So I guess the 50,000 RPMs that some spools turn when you cast them isn't high speed?


----------



## leeabu

One drop of the Ardent reel Butter oil per bearing will be fine. Modern baitcast reels are high precision high speed machines.


----------



## JohnPD

Thanks guys. I actually called Shimano today and asked them what they think, they said the Bantam Oil is nothing more than mineral oil. Can you believe that?
Either way, the lady I spoke with said it's their recommendation to stick with mineral oil, but if I should go with a different lube, to stay away from Hot Sauce because it has a bonding agent that in the long run could damage their bearings.
I'm not trying to start a war as to whether Hot Sauce is good or not, just passing on what Shimano said on the phone.


----------



## M.Magis

I'm done arguing about it. I don't think you guys actually understand what a "high precision" instrument is. It certainly isn't any fishing reel.


----------



## avantifishski

Louisiana or red hot? LoL.........wow

posted using Outdoor Hub Campfire


----------



## jessica casey

can anyone tell me if the oil used in fishing reels is poisonous, i got some in my mouth when cleaning one of my reels, just wondering if i should go to a hospita


----------



## avantifishski

avantifishski said:


> Louisiana or red hot?

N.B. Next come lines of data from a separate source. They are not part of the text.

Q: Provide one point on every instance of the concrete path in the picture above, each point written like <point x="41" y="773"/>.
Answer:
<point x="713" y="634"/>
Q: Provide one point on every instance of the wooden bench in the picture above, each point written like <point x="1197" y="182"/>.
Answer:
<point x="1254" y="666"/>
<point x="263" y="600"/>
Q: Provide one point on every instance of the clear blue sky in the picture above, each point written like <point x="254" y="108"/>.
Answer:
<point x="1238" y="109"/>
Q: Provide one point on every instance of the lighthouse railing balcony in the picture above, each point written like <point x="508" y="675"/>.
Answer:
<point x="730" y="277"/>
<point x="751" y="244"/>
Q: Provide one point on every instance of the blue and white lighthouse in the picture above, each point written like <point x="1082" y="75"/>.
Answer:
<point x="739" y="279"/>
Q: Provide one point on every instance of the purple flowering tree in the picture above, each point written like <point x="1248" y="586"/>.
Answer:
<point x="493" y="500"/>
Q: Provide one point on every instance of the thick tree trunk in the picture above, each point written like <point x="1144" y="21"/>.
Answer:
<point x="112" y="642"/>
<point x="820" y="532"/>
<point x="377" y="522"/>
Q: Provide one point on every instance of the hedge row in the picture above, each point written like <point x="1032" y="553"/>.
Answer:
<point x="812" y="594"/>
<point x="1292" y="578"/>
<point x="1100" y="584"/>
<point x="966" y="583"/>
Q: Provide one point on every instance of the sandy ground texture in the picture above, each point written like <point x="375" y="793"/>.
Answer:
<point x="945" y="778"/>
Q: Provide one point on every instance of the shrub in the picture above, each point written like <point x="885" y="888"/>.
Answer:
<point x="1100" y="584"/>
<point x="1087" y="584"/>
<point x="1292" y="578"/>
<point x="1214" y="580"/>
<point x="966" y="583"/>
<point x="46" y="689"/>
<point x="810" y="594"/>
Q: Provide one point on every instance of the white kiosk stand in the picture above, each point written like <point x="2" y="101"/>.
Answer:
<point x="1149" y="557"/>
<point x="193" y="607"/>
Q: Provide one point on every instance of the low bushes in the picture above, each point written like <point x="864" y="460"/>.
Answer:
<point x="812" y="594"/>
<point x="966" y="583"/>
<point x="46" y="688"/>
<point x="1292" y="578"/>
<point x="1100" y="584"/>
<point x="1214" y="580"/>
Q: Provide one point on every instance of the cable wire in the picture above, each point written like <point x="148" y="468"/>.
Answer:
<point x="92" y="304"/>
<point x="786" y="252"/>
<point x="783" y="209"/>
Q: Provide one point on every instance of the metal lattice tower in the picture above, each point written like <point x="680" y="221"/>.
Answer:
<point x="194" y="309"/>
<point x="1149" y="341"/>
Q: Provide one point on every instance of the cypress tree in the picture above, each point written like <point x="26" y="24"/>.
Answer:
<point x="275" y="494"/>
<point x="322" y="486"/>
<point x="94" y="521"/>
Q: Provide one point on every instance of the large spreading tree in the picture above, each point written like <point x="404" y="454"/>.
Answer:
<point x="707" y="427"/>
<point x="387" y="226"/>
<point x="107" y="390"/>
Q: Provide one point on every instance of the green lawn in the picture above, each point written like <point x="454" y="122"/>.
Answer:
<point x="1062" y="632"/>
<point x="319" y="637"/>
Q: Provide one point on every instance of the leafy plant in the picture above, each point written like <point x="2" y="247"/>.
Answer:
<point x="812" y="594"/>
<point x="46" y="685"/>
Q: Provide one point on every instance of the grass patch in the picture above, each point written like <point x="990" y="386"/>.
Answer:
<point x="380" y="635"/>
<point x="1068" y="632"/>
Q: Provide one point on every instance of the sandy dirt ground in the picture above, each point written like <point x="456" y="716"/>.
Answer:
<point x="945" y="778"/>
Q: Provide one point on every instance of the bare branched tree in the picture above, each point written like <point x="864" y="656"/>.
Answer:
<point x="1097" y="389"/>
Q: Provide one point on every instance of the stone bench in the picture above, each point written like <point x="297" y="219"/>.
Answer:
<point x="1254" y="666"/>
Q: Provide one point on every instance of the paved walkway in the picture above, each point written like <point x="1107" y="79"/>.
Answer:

LoL.........wow
> 
> posted using Outdoor Hub Campfire


Jessica my question still valid

Sent from my MILESTONE3 using Ohub Campfire mobile app


----------



## jessica casey

I do not know what kind of oil it is, its what ever would b on them when u buy them, a sonora 4000fa shimano reel, i was trying to find out what kind of oil is used and i came to this site so i logged in thinking maby one of u guys could give me an answer


----------



## Snakecharmer

jessica casey said:


> can anyone tell me if the oil used in fishing reels is poisonous, i got some in my mouth when cleaning one of my reels, just wondering if i should go to a hospita


Don't worry the amount of oil in a reel won't kill you.


----------



## jessica casey

thank you i feel better now, leave it to me to get the oil from a fishing reel in my mouth lollol


----------



## Snakecharmer

jessica casey said:


> thank you i feel better now, leave it to me to get the oil from a fishing reel in my mouth lollol


Welcome to OGF by the way! Lots of good people with good info if you ask.


----------



## thelatrobe33

Don't worry about mixing different oils on a spinning reel. The bearings aren't moving on the cast like they are on a baitcaster. On spool bearings on a baitcaster I'd never mix two different oils. Some of the additives in these performance oils today don't mix well.


----------



## James F

Welcome to the site.That little amount of oil won't hurt you, but tastes terrible.I've been sprayed in the face by all kinds of oils at work over the years and sill alive.I have had those thoughts every time that has happened


----------